The Facility was not a place that people were supposed to come. In fact, any citizen who innocently found his or her way within a few miles of The Facility's walls was generally "retired" and never heard from again. Lucius had never been the kind to stare out the window, even if there had been windows in the prison he had been forced to call home. But if he had, there would have been little to see, as the vast majority of the building was underground. The entrance to The Facility was surrounded by seemingly endless miles of dense, overgrown forest, so thick that no vehicle could make it through without following the rough dirt track that led to the front doors. Add that to the massive gates that blocked off the road and the wall that surrounded the compound, and it became nothing short of suicide to approach without orders.
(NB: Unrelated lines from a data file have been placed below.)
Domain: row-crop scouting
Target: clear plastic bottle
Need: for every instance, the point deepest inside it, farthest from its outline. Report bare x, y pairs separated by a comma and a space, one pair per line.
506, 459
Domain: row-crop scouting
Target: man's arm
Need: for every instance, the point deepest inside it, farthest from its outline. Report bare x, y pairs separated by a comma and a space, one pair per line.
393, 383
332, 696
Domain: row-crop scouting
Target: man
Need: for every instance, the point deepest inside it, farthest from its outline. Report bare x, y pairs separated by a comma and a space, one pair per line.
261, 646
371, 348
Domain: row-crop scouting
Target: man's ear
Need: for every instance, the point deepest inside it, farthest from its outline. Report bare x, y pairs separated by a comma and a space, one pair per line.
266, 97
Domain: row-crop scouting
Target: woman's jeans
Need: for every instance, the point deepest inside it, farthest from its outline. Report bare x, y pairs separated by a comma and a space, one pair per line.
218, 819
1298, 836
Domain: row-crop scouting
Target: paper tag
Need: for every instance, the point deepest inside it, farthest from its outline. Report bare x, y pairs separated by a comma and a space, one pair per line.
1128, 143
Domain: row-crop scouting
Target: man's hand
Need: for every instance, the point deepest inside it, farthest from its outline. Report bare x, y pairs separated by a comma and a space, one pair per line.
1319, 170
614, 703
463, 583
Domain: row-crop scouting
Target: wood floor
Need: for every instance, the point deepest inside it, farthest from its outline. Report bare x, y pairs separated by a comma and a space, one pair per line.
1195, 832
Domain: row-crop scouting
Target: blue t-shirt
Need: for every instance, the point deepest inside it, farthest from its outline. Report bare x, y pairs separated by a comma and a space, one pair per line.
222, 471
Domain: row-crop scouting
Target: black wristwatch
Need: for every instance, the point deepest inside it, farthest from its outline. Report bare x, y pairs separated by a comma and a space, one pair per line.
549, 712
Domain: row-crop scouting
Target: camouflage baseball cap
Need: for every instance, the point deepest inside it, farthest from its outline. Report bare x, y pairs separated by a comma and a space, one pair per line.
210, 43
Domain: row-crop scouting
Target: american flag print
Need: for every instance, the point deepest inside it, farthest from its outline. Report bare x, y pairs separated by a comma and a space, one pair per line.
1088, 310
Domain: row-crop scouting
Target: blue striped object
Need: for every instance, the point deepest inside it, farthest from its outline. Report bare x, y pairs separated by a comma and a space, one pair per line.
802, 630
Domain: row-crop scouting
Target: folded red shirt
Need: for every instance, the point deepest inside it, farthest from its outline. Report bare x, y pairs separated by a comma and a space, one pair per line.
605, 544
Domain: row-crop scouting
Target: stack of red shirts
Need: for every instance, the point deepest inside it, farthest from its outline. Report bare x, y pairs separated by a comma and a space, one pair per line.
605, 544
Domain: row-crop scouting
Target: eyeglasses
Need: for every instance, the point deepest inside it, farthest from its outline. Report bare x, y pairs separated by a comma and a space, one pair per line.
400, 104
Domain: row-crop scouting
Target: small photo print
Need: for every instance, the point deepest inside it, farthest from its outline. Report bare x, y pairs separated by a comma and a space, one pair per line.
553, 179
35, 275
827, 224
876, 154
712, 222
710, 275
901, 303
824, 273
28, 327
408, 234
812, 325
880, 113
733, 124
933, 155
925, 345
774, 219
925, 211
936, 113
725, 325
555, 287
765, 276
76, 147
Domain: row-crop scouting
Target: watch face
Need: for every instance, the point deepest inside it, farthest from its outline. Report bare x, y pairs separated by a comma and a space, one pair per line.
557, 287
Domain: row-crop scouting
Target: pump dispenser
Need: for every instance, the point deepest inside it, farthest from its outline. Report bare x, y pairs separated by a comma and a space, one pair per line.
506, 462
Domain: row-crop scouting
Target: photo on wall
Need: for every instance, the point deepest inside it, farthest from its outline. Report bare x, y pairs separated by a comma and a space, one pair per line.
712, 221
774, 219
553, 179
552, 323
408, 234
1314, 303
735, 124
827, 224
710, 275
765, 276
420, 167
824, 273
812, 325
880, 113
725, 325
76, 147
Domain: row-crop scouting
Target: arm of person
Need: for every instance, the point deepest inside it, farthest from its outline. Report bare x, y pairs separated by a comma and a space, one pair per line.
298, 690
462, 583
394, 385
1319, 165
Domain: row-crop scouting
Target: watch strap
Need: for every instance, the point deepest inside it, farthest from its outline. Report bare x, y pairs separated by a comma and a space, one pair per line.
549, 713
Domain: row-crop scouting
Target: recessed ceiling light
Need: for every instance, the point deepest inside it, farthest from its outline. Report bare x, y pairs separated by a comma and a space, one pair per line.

But this time, the dense cover would work to the Brothers' advantage, for now that all three of Marcus' trackers had been removed, they were less likely to be spotted on the satellites if there was no direct line of sight to them.

For a moment, Lucius partially released control of Marcus, giving him a chance to let Lucius know where he wished to go. Marcus took an instinctive step towards the West, towards the wild and untamed mountains, away from the largest cities. But even that act had been calculated, because as soon as Marcus made his preferred direction known, Lucius pushed his way back into control, and forced Marcus' feet into a one hundred eighty degree turn, facing the exact opposite direction. Marcus' silent objections were vehement, but Lucius ignored them easily, quietly applying pressure onto Marcus until his brother once more fell into smoldering silence.

They expected Marcus to be working off of instinct, and would likely be able to accurately predict where his instincts would lead him. It was Lucius' job to ensure that he then went in the exact opposite direction. The hunters would waste time carefully grid searching the direction Marcus was expected to run, while he would be able to use the time to go underground in society. Of course, there would be hunters sent in every direction, but those who knew the most, those who would be most adept at reobtaining Marcus, would be heading into the wilds. And so Lucius set off, first at a walk, but breaking quickly into a trot and then a full out run, hurtling through the narrow gaps between the trees at inhuman speed, relying completely on Marcus' excellent reaction time to keep them from crashing.